女流漫画家

まんがと生きて

まんがと生きて

 1929年生まれにして、未だに現役の女流漫画家の自伝風エッセイです。お役人一家に生まれて今の東京芸術大学の校内に住んでいた雅子は、上野動物園に出入りする「野生児」だった……。戦前・戦中・戦後を生き抜き、子育てをしながらマンガという新しいメディアを使って黎明期の少女漫画の世界を切り開いて行った人です。例によって手塚治虫の影響で漫画を描き始めるあたり、漫画の神テヅカの偉大さを再確認しつつ、女流漫画家というものがほとんどいない中で、50年以上も人気を保ち続けて現役を続けているところは、驚異的です。幼い頃の思い出の辺りは風物詩としても面白いです。衣食住の貧しいながらも精神的に豊かな日本の姿が見えてきます。また奇跡的に戦争の直接的な被害には遭わないものの、戦争が奪っていったものが具体的に浮かんできます。

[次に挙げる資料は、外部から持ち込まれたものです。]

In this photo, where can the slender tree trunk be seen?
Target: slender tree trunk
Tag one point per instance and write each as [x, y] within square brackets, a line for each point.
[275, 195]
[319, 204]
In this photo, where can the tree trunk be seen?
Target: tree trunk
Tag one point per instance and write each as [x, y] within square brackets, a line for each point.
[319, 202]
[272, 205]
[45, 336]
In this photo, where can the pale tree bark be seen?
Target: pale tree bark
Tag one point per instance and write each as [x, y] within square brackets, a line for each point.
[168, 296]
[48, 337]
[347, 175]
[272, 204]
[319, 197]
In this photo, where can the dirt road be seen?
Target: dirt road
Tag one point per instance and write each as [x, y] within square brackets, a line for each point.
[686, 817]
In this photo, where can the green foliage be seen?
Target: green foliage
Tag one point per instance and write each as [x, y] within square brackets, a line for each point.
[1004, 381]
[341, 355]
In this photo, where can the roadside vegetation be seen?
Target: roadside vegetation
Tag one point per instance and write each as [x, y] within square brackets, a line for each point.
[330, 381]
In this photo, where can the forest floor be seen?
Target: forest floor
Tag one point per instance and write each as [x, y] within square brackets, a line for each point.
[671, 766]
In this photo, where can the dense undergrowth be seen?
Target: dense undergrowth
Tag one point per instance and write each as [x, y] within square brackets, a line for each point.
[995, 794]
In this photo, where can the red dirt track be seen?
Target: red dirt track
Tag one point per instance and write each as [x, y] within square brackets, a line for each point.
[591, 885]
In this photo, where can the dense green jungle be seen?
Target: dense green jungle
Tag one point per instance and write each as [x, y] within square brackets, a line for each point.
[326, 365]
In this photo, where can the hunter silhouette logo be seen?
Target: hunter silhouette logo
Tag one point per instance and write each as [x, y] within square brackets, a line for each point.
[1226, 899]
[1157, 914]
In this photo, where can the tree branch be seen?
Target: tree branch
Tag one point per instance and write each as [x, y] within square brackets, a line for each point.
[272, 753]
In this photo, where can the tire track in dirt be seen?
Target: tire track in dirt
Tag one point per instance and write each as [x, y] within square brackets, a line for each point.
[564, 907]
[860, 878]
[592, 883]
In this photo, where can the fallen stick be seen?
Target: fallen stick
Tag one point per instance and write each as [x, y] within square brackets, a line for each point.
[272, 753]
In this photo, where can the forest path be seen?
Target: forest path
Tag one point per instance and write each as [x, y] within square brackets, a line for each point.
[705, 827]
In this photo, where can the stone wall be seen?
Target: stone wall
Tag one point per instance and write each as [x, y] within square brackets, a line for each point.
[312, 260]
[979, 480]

雅子が終戦の詔を聴きながら「これでスカートをはいてもいいのね?」という言葉はよくそれを表しています。茨木のり子の「わたしが一番きれいだったとき」にも通じる女性の視点です。反戦平和を理論で反対するのも大切ですが、こういう感覚的な戦争反対は、また人としてとても大切な感覚だと思います。